The principal finding of this study was that different aspects of brain physiology have different patterns of long-term recovery, with only a subset of MRI parameters showing non-significant concussion effects at 1 year after RTP. For brain function and white matter diffusion anisotropy (a measure of axonal integrity), no significant concussion effects were seen at 1 year after RTP, whereas for CBF and white matter diffusivity (a different measure of axonal integrity), persistent effects were seen at this time. Secondary analyses showed that the effects of concussion on the brain also vary as a function of clinical measures, including acute symptom severity and time to RTP, for all examined MRI parameters.

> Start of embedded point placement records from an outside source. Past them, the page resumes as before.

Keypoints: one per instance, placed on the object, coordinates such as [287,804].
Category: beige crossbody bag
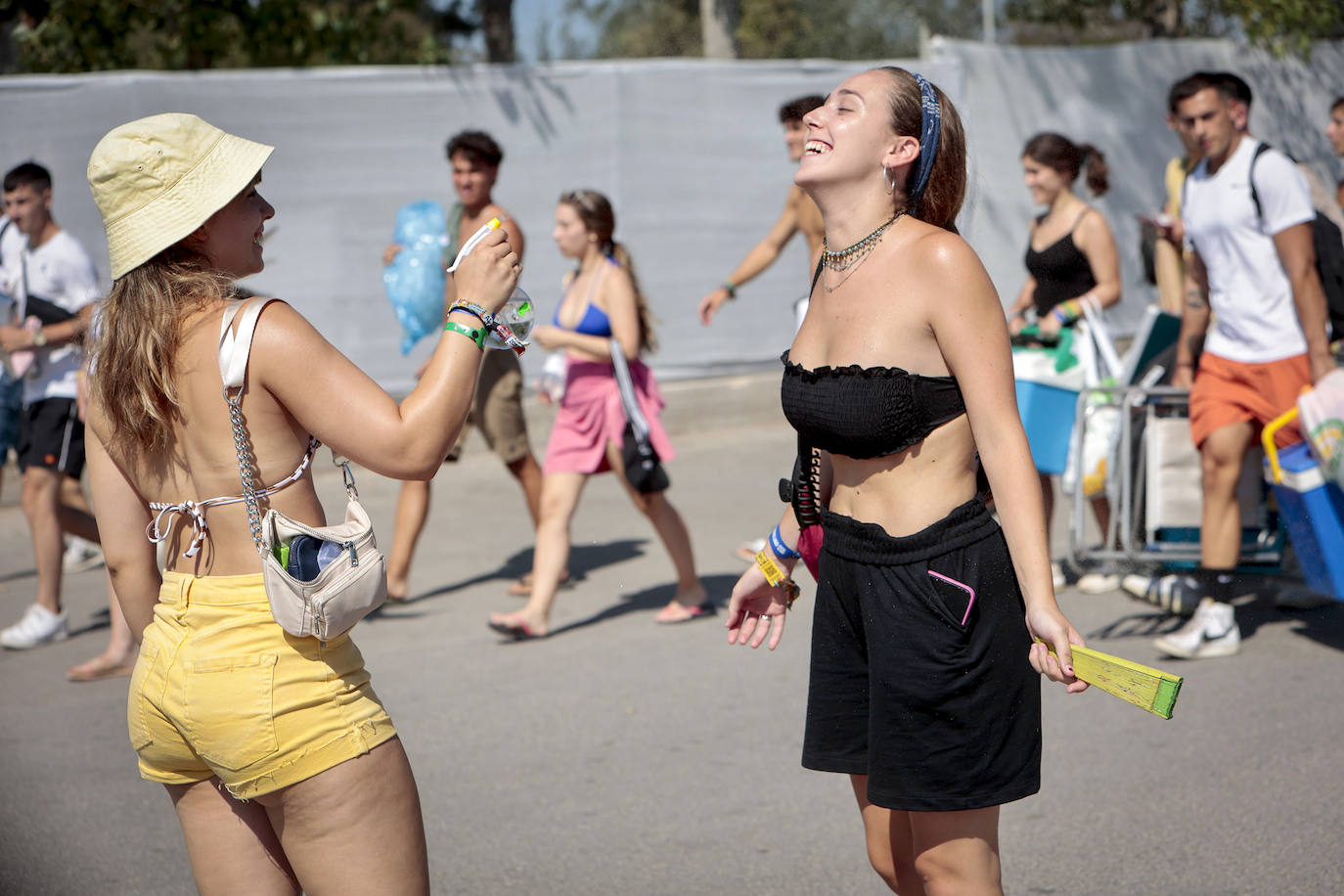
[349,586]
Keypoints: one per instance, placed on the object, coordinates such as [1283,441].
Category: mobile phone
[308,557]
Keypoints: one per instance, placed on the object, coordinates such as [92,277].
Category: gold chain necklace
[848,261]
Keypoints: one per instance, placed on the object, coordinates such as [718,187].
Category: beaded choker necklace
[844,258]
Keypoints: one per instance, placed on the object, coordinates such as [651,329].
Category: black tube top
[866,413]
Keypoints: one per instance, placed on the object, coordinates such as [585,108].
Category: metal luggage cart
[1154,486]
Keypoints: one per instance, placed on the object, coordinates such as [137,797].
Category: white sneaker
[1098,582]
[1210,633]
[38,626]
[79,557]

It is important to note that no subjects were complaining of any problems and had returned to full sports participation.  This highlights one of the ongoing questions: what does this mean?  Also note that the concussed findings are averaged across all 24 participants. About half had 2 previous concussions and half had only 1concussion. The findings are more specific than previous studies and add important information.

Abstract from Article

Objective. To test the hypothesis that concussion-related brain alterations seen at symptomatic injury and medical clearance to return to play (RTP) will have dissipated by 1 year after RTP.

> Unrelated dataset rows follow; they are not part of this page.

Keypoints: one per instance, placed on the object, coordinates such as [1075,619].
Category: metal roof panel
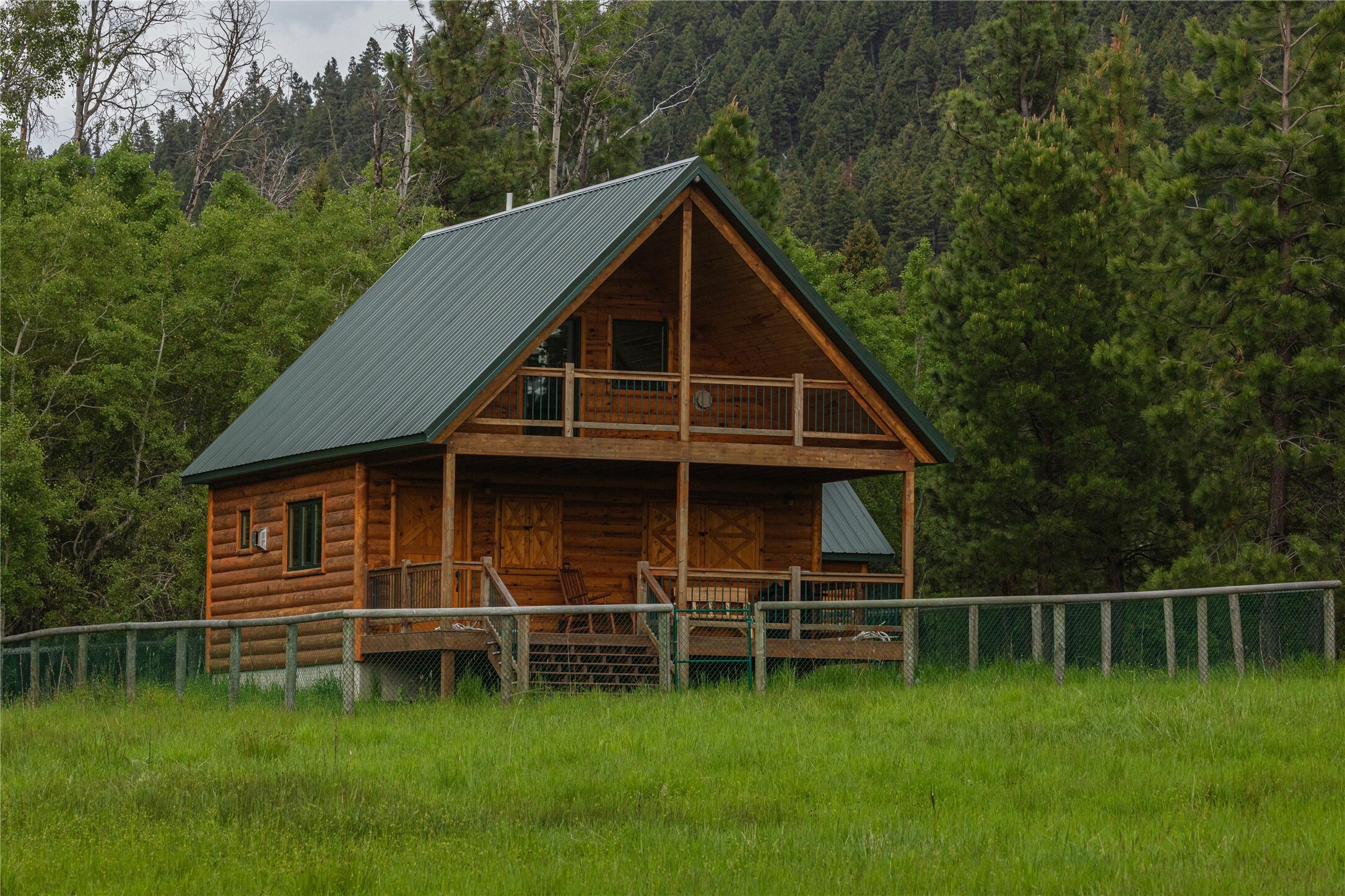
[847,525]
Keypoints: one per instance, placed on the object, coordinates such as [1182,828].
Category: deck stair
[560,661]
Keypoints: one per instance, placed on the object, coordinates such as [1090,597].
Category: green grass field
[837,782]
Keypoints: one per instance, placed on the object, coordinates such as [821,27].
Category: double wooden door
[720,536]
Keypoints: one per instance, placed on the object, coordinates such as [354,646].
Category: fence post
[759,648]
[291,664]
[347,666]
[1106,640]
[684,653]
[1203,638]
[82,661]
[1059,648]
[973,637]
[131,665]
[522,666]
[1235,620]
[1170,637]
[908,646]
[795,594]
[1330,629]
[236,663]
[665,624]
[34,669]
[1037,650]
[179,677]
[505,632]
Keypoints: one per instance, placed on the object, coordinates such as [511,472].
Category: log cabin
[620,392]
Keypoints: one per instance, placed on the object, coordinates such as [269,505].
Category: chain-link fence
[335,659]
[1188,632]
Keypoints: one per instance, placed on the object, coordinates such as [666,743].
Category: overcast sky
[307,34]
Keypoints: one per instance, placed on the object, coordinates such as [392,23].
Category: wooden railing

Methods. For this observational study, 24 athletes with concussion were scanned longitudinally within 1 week after injury, at RTP, and 1 year after RTP. A large control cohort of 122 athletes were also scanned before the season. Each imaging session assessed global functional connectivity (Gconn) and cerebral blood flow (CBF), along with white matter fractional anisotropy (FA) and mean diffusivity (MD). The main effects of concussion on MRI parameters were evaluated at each postinjury time point. In addition, covariation was assessed between MRI parameters and clinical measures of acute symptom severity and time to RTP.

Results. Different aspects of brain physiology showed different patterns of recovery over time. Both Gconn and FA displayed no significant effects at 1 year after RTP, whereas CBF and MD exhibited persistent long-term effects. The effects of concussion on MRI parameters were also dependent on acute symptom severity and time to RTP for all postinjury time points.

Conclusion. This study provides the first longitudinal evaluation of concussion focused on time of RTP and 1 year after medical clearance, using multiple different MRI measures to assess brain structure and function. These findings significantly enhance our understanding of the natural course of brain recovery after a concussion.